LONDON — World leaders gathering for a summit of the G-8 group of wealthy nations in Scotland next month will do so without contributing to global warming, Britain's government promised.


The government was to announce Sunday said that it would ensure the July 6-8 summit in Gleneagles, Scotland, is environmentally friendly by donating 50,000 pounds (US$90,000, euro70,000) to projects that will keep as much carbon dioxide out of the air as the leaders put in. Many scientists blame emissions of carbon dioxide, a greenhouse gas, for helping increasing global temperatures.


The money will cover emissions from all the meetings Britain is hosting as part of its yearlong chairmanship of the G-8, the Department for Environment, Food and Rural Affairs said.


A spokesman for the department denied the effort was an attempt to head off the environmental campaigners who have been a feature of recent G-8 summits and said it was an earnest attempt to reach carbon emissions targets.


Prime Minister Tony Blair has made fighting global warming and poverty in Africa the centerpiece of the G-8's agenda this year, and Blair hopes to reach deals in both areas at the summit.
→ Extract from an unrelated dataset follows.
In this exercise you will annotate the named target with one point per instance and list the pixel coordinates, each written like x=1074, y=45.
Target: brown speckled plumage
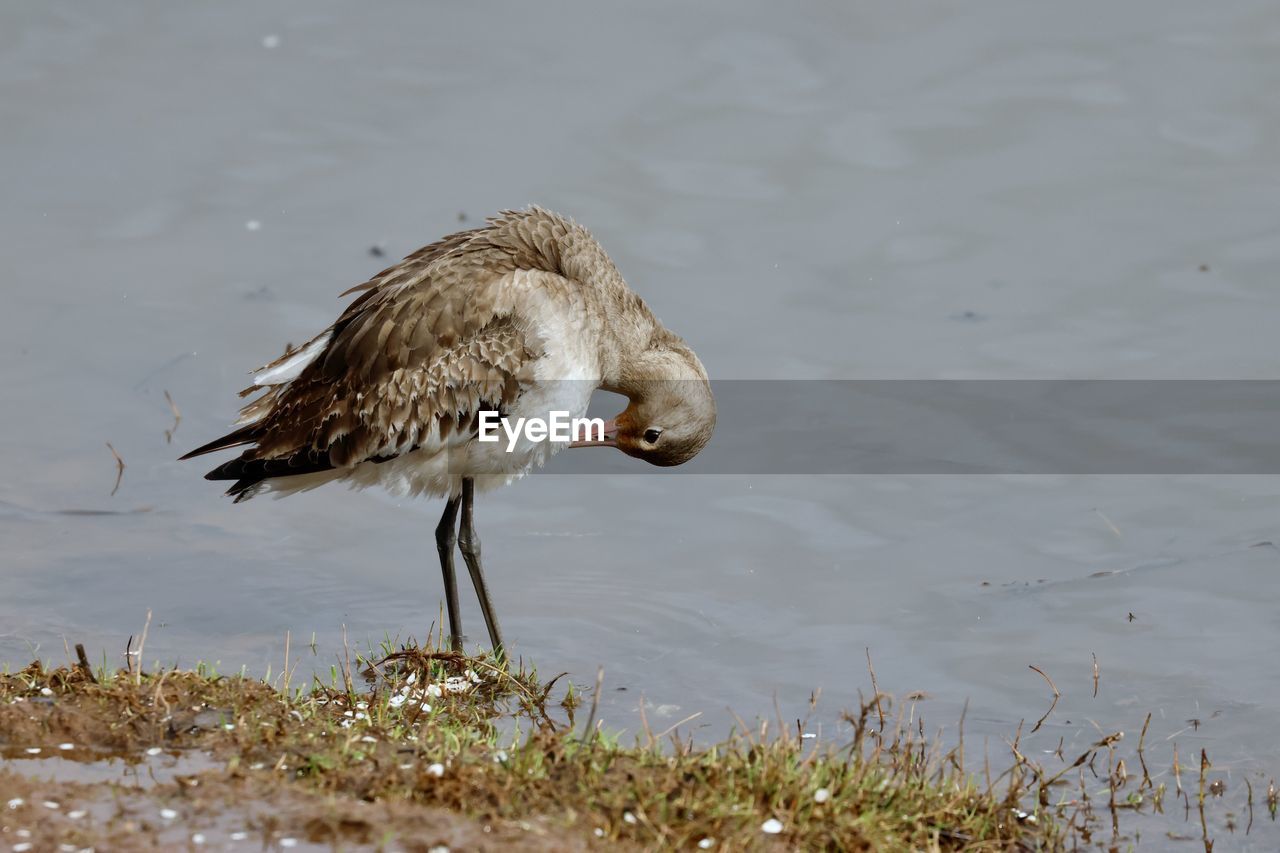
x=430, y=341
The government said the year's G-8 meetings will emit 4,000 tons of carbon dioxide gas emissions, about as much as 800 homes create in a year. The pollution will come from officials' air travel, local ground transportation and hotel stays.


Britain hired the group Energy for Sustainable Development to come up with that estimate and said it would be updated.


The environmental projects the government is helping fund include one to reduce the pollution created by poor people's homes in Cape Town, South Africa. The homes will get solar water heaters, ceiling insulation and energy efficient light bulbs.


Energy for Sustainable Development said the measures would prevent 5,600 tons of carbon dioxide from being emitted each year.


The government said it will encourage recycling at the summit hotel, serve attendees "fair trade" food whose producers get good prices and make sure meeting delegates travel in clean-fuel vehicles.


Catherine Pearce, of the group Friends of the Earth, applauded the effort but said it was more important for the government to make sure Britain meets its goals for increasing the use of energy from environmentally friendly sources.